The experts are, of course, divided. Some psychologists, such as the US child psychologist Dr Charlotte Reznick, believe that parents shouldn't kiss their children on the lips because the mouth is an erogenous zone (as are the neck and the toes, but Dr Reznick doesn't explore this). According to Dr Reznick: 'If you start kissing your kids on the lips, when do you stop? It gets very confusing.' However, other psychologists completely disagree - clinical psychologist Sally-Anne McCormack points out: 'That's like saying breastfeeding is confusing.'

The spurious 'when do you stop?' line needs to be addressed because this is the line that gets trotted out for all manner of joyless reasons. Drawing the line is what distinguishes humans from animals. Most of us draw the line all day, every day.

We all know the difference between a chaste kiss and a lascivious kiss and that is why we don't tend to French kiss our mothers.

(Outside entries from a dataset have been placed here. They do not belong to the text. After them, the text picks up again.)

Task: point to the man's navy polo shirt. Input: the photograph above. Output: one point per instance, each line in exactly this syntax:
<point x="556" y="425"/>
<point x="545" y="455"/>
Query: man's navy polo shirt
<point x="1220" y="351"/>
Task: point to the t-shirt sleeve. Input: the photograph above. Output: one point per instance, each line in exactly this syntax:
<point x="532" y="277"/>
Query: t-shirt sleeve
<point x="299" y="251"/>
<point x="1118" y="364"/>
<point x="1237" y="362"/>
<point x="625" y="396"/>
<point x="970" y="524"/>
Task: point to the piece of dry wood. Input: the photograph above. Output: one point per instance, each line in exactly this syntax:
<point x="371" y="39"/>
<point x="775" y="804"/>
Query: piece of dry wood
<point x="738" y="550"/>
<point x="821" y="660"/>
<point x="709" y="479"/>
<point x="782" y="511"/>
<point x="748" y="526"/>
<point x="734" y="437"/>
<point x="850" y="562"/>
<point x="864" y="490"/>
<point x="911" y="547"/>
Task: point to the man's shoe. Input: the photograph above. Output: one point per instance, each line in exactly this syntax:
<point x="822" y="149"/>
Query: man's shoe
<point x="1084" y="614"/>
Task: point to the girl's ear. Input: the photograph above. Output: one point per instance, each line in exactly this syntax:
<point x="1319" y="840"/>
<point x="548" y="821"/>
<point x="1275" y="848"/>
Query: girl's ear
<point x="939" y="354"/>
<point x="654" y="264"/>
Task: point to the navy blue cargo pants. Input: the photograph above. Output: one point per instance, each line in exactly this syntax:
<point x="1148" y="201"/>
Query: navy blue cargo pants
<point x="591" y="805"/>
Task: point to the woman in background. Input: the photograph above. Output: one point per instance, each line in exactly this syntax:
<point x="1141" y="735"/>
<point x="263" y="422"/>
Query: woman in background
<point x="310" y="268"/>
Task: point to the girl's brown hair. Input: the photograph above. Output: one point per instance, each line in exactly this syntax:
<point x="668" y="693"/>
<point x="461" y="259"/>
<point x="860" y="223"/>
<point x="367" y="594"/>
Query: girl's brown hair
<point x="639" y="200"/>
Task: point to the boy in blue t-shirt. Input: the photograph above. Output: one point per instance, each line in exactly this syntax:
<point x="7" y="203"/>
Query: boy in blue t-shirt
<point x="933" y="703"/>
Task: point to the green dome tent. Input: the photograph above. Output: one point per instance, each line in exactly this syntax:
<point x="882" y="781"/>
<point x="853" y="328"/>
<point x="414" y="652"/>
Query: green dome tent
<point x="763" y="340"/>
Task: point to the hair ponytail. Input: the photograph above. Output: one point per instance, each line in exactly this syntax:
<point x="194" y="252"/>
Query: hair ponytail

All the same, the public outrage on social media about Victoria Beckham's kiss represents another very real fear that many of us live in dread of the fear of public disapproval. Parents are afraid to leave their children in their car for even a moment for fear of some busybody taking a picture, posting it online and destroying their reputation.

In my work as a psychotherapist, clients often tell me that they secretly allow their children to stay at home alone - but they never tell even their closest friends for fear of public disapproval.

Parents these days are like the Stasi in former East Germany - mingling among us, always alert, always suspicious and always ready to attack any example of less-than-perfect parenting.

But what's completely acceptable in your family could be considered completely objectionable in mine.

Some families have loud, incendiary debates at the dinner table while other families never discuss religion, politics or money.

Some families are madly affectionate, constantly giving each other great big smackers on the lips while other families are much less physical and rarely go further than a friendly nod. So what? Vive la difference!